The patient states that she detected the lump in her left breast 5 years ago. At the time, she had a mammogram that indicated dense breast tissue but was otherwise negative for suspicious findings. She was advised to monitor the lump in her left breast and to seek medical evaluation immediately if there were any changes. Six months ago, she noticed areolar skin thickening and nipple retraction in her left breast, which prompted her to seek further evaluation.
The patient started menarche at age 13, was on oral contraceptives for approximately 2 years, and is a nonsmoker. A 12-point review of systems is negative except for the presenting symptoms.
The patient is well-nourished, well-groomed, alert and oriented × 3, and appears to be in no acute distress. She is 167.64 cm (66 in) tall and weighs 73.2 kg with a BMI of 24.2. Her vital signs are unremarkable: heart rate, 70 beats per minute; blood pressure, 118/72 mmHg; temperature, 98.2 °F; respirations, 16 breaths per minute; and oxygen saturation as measured by pulse oximetry, 99% on room air.

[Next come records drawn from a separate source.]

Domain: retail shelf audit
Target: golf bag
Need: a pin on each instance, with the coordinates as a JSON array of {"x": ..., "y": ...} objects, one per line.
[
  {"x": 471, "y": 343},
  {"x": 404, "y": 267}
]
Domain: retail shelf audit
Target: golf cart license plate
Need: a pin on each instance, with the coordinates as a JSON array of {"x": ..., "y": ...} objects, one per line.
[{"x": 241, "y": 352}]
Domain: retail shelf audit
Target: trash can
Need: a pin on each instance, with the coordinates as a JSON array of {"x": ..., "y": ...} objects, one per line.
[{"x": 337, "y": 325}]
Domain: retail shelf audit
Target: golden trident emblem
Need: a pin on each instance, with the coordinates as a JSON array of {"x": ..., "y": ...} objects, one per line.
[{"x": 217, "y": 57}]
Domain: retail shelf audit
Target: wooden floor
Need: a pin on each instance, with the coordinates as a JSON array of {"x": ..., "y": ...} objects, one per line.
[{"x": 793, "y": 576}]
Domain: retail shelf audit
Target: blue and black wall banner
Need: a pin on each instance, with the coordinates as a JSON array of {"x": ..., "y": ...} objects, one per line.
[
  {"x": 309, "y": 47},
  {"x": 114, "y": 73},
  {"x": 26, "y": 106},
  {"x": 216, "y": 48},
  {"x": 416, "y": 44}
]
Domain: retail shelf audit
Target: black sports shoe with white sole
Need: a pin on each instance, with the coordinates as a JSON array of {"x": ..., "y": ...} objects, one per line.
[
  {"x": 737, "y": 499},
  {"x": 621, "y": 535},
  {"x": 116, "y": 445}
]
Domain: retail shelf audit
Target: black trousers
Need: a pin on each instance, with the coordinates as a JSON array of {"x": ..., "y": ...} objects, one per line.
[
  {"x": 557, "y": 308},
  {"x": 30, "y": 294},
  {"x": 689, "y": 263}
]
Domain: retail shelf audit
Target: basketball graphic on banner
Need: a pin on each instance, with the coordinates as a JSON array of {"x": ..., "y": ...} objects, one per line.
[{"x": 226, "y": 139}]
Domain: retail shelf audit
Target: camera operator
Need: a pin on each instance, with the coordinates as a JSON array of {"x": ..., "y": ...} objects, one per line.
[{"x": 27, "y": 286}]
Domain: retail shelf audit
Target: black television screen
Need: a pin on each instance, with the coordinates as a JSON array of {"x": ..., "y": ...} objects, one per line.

Her breasts are examined in sitting and supine positions. The left breast is fuller and sits slightly higher than the right. Left nipple retraction with significant periareolar skin thickening is noted. A large, 8-cm, mobile palpable mass occupies the entire upper outer quadrant and central left breast. A palpable left axillary lymph node, measuring approximately 1.5 cm, is present. There is no discrete mass palpable in the right breast, and no palpable right axillary nodes are found. Physical examination is negative for cervical, supraclavicular, and infraclavicular lymphadenopathy bilaterally. Her cardiopulmonary, musculoskeletal, and neurologic examinations are unremarkable.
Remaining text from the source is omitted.